Folle d’amore, ritratto (troppo) semplice di una vita complessa

Folle d'amore

Folle d’amore ci mostra la vita della poetessa, ma non riesce a comunicarci fino a fondo la sua essenza: cade nel tranello tipico del genere biografico di risultare eccessivamente didattico e spesso finisce per assumere le sembianze di un capitolo di un’antologia letteraria classica, fitto di date, nozioni, citazioni importanti e fatti conosciuti. Quel che sembra mancare è una rielaborazione del personaggio di Merini in chiave cinematografica, una resa più dinamica del suo spirito indomito, una restituzione viva e carnale delle sue parole.

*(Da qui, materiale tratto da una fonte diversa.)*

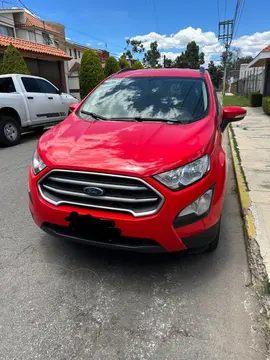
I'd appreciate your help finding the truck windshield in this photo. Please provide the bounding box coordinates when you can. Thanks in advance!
[79,77,209,124]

Il misticismo, la sensualità e l’impetuosità vitalistica e sofferta delle poesie di Merini sono filtrate da un’impostazione fin troppo tradizionale e lineare, che mira a spiegare e a mostrare in modo troppo esplicito: non viene lasciato nessuno spazio vuoto, nessuna zona d’ombra dove poter coltivare quel sacro mistero che informa la materia poetica.

Folle d’amore ha sicuramente dei momenti di forte impatto emotivo, ma non sembra mai disposto a scavare più in profondità, a rievocare il perturbante: rimane sempre in superficie, peccando a tratti di una narrazione che tende a una semplificazione eccessiva.